Я так сильно хотел этого, что сжимал зубы и передвигал ноги живей. Павлов обнимал меня за плечи — помогал идти, хотя больше мешал. Подгоняло другое — его близость, тепло тела, сила рук, запах. Я хотел увидеть его голым, облизать его член, насадиться на него и оторваться по полной.

Да-а, давно меня так не вштыривало на мужиков.

Когда-то я сделал стойку на Кирилла. Но тогда меня и вполовину так не вело, как сейчас. Я подставил зад Кириллу, но мечтал нагнуть его, думал, всё сложится, надо лишь притереться друг к другу. Не сложилось, и удовольствие от секса стало слабеть. С Павловым всё с самого начала пошло иначе — я знал, что мне не светит его нагнуть, и думал терпеть несвойственную себе роль. И что же — дня ещё не прошло, а у меня зад ритмично сжимался в ожидании проникновения.

...Той ночью он отымел меня ещё дважды. Оттрахал так, что утром я очнулся едва живой, как катком раскатанный, и, как Павлов и обещал, не смог самостоятельно подняться на ноги. Лежал на шикарной кровати и беззвучно смеялся, и слёзы катились из глаз. Тело буквально отказывалось мне подчиняться.

— Останься дома сегодня, — сказал уже одетый с иголочки Павлов. Присел рядом со мной на кровать. — Отдохни. Я съезжу по делам и вернусь к обеду. А ты позавтракай, отоспись, проведи время с толком. Погуляй. Если захочешь, покатайся на лошади — у тебя вчера хорошо получалось, тебе стоит развивать этот навык.

Пока я думал, как добраться до туалета. Путь до конюшен мне представлялся таким же непреодолимым, как путешествие на Луну.
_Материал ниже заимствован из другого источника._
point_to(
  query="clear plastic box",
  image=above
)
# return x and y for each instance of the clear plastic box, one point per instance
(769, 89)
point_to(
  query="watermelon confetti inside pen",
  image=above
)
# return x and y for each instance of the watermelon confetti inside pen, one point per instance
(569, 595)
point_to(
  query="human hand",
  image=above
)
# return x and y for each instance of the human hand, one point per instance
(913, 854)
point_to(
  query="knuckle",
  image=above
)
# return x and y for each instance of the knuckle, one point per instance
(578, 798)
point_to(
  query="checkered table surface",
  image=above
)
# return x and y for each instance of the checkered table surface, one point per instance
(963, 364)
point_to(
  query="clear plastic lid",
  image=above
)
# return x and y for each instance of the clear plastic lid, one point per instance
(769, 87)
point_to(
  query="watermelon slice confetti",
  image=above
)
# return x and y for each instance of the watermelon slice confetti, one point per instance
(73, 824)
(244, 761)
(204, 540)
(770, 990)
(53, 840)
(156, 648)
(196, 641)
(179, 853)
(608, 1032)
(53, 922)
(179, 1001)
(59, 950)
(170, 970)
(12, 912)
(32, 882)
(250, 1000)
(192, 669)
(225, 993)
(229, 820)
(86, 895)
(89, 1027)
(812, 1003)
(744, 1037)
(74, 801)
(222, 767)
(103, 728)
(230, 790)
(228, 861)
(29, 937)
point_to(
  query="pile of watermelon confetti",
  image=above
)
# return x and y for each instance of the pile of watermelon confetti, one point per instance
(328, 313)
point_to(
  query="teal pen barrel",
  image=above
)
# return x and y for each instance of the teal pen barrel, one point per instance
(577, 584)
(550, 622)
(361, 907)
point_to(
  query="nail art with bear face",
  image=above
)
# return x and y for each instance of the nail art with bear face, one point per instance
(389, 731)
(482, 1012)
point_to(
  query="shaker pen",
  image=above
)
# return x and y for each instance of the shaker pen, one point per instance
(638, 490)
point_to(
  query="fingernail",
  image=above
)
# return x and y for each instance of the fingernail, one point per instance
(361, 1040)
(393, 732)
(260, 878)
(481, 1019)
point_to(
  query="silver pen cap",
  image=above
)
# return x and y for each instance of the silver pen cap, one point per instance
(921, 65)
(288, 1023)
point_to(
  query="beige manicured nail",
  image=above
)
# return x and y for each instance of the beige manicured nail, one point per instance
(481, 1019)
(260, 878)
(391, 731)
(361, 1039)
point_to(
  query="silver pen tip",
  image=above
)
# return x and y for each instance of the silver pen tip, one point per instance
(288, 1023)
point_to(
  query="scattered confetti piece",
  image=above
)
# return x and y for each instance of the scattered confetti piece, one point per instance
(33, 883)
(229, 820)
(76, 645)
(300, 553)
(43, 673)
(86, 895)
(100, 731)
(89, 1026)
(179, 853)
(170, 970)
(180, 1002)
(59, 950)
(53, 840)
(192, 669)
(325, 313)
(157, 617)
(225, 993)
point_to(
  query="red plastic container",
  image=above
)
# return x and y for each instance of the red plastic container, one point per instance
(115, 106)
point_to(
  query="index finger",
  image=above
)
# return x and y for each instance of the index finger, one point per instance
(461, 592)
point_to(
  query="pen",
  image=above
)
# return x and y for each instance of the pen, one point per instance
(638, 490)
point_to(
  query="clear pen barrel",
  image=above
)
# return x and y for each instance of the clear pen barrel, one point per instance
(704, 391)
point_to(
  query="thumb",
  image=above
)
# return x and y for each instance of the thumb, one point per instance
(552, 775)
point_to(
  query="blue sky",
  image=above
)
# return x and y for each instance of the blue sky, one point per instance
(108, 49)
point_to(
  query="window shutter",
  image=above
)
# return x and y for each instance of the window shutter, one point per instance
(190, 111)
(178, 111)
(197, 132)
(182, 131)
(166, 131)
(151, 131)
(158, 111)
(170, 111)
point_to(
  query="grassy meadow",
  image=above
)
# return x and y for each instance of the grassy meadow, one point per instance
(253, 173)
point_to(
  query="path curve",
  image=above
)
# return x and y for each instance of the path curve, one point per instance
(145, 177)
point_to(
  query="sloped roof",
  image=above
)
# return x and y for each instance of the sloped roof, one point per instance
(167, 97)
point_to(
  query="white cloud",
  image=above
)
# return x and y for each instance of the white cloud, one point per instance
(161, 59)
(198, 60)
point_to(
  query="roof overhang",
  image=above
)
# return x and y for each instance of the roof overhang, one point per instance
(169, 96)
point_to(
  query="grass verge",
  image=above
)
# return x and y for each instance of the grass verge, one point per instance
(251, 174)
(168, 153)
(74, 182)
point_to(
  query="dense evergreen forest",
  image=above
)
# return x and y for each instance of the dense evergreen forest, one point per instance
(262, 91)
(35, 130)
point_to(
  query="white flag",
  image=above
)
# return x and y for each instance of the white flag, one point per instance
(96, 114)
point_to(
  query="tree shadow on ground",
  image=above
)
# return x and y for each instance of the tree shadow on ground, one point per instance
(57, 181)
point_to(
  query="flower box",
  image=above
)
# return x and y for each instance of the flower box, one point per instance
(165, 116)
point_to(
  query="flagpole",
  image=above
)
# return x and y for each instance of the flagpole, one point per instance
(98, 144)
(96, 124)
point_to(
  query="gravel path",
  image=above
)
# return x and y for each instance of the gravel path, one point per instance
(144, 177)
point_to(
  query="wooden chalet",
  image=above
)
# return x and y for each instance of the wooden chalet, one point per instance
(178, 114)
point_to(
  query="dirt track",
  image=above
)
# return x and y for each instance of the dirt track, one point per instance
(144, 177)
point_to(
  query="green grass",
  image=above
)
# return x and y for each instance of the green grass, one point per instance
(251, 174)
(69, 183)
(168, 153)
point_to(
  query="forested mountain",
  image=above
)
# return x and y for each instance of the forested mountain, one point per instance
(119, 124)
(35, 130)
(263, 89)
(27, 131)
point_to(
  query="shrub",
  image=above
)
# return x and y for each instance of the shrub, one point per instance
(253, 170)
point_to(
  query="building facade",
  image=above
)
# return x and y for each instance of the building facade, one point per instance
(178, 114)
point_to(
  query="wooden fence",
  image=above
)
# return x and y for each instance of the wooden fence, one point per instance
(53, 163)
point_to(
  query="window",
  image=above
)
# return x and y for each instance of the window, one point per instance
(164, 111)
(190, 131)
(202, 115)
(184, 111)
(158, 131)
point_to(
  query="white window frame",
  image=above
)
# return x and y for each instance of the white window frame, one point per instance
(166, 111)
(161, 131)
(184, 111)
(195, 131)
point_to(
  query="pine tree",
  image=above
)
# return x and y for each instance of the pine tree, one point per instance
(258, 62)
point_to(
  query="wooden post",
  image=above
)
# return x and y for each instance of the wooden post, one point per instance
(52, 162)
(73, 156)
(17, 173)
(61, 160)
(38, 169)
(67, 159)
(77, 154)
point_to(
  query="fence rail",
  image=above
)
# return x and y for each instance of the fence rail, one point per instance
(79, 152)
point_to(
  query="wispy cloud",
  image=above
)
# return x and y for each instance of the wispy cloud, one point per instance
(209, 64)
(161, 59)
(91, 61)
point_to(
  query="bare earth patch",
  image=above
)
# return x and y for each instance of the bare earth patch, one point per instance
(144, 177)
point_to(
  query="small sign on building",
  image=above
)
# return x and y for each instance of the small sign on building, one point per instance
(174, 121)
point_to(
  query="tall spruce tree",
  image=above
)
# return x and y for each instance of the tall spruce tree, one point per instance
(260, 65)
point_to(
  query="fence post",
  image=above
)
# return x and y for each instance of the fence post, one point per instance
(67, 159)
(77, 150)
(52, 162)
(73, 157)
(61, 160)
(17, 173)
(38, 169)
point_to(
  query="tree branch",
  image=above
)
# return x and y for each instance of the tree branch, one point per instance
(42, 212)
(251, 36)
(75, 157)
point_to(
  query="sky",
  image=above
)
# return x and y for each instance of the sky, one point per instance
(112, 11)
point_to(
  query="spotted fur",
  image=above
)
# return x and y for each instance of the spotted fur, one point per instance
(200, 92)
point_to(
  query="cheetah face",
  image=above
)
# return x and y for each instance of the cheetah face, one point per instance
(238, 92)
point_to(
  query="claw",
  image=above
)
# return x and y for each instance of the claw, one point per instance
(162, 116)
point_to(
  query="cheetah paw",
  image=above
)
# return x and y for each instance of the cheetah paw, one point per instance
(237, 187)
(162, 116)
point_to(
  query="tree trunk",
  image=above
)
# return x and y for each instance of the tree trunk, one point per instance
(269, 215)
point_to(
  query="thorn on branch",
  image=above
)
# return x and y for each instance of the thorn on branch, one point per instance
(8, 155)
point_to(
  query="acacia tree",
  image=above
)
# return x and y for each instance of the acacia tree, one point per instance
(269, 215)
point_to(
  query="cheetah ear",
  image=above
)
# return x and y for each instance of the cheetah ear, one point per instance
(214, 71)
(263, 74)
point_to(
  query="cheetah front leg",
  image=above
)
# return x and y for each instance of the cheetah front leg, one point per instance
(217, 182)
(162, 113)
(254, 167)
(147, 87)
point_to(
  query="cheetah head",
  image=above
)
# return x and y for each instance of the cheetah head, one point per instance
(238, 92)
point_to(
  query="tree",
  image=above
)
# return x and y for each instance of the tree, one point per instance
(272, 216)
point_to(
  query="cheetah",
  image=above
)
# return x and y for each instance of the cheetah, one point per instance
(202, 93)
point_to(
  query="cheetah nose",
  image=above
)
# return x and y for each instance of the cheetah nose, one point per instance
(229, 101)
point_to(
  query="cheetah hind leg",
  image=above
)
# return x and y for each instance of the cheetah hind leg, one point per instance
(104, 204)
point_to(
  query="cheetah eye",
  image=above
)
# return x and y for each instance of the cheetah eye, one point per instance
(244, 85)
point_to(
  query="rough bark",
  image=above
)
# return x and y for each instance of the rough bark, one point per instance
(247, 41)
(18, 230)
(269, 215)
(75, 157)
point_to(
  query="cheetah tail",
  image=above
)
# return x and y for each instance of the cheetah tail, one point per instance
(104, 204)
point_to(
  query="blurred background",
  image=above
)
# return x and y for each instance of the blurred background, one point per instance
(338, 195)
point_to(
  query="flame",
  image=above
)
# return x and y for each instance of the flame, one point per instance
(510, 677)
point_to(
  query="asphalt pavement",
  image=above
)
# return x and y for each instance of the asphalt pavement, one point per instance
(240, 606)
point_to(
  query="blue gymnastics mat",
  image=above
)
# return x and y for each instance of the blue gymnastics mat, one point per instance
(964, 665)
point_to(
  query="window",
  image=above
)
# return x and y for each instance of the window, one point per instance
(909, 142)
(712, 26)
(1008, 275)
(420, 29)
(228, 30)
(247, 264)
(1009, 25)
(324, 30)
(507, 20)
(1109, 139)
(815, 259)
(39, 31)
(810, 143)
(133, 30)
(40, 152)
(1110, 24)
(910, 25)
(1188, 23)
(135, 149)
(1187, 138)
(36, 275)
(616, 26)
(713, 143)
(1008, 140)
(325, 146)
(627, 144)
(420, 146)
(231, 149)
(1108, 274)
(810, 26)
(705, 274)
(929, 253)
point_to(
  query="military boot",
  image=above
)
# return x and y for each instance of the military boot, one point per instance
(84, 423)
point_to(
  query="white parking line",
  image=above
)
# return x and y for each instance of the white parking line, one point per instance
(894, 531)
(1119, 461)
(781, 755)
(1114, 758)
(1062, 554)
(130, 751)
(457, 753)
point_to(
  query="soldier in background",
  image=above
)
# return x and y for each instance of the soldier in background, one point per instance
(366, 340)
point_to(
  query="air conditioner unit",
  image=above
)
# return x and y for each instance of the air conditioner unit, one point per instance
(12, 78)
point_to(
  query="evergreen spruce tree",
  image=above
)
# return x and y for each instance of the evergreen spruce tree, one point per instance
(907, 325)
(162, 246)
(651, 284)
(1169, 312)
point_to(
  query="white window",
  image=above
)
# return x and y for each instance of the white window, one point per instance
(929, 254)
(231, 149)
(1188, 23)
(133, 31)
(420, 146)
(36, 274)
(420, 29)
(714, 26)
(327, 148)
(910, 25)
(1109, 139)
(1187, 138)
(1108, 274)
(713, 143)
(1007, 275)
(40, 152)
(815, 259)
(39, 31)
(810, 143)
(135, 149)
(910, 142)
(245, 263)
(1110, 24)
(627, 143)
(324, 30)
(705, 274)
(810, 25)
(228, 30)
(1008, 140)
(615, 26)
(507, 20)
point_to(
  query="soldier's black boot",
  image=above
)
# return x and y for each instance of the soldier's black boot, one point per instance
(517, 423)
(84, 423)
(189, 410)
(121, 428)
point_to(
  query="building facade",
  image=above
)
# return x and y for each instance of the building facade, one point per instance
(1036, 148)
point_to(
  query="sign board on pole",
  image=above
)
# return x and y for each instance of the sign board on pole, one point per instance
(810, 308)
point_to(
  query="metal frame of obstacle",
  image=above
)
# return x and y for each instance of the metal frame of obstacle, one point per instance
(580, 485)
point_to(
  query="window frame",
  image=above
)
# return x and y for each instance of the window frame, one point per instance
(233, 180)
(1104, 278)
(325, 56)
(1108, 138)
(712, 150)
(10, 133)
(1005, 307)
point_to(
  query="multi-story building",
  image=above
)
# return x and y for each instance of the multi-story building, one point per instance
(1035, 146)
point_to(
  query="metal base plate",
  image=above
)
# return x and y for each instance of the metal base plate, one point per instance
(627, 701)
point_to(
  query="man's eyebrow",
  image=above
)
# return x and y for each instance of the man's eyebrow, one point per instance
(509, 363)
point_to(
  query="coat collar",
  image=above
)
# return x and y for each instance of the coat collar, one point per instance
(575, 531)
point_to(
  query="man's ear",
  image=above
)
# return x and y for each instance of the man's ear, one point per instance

— Вчера вы знали, что я не смогу отправиться с вами на работу, — сказал я с укоризной. — А я так хотел поехать. Я ведь личный помощник, я не должен прогуливать в первый же рабочий день.

Мы говорили, и я всё ярче вспоминал вчерашнее и особенно то, что мы с Павловым творили ночью. К лицу стремительно приливала горячая кровь, и я отчётливо понимал, что мой пах прикрывает лишь сбившаяся простынь, а так почти всё тело выставлено напоказ — как приглашение продолжить.

Павлов наклонился надо мной и поцеловал: вкусно, долго, до срыва дыхания у нас обоих.

— Я надеялся, что тебе всё понравится так же сильно, как понравилось мне, — признался он.

— Мне и понравилось.

— Вот и хорошо. Жди меня. И подготовься.

Он погладил меня по голому бедру и ушёл.

Я остался лежать, смотреть на вышитую золотом луну и серебряные звёзды. Всё у меня складывалось хорошо: деньги, замок, шикарный мужик и его позволение делать что угодно.

Для начала я попробовал сесть и вновь свалился спиной на кровать. Рассмеялся, но слёзы брызнули из глаз и потекли по лицу горячими каплями. Я стёр их и сказал себе, что всё это фигня. Так, побочный эффект с непривычки.

Загрузка...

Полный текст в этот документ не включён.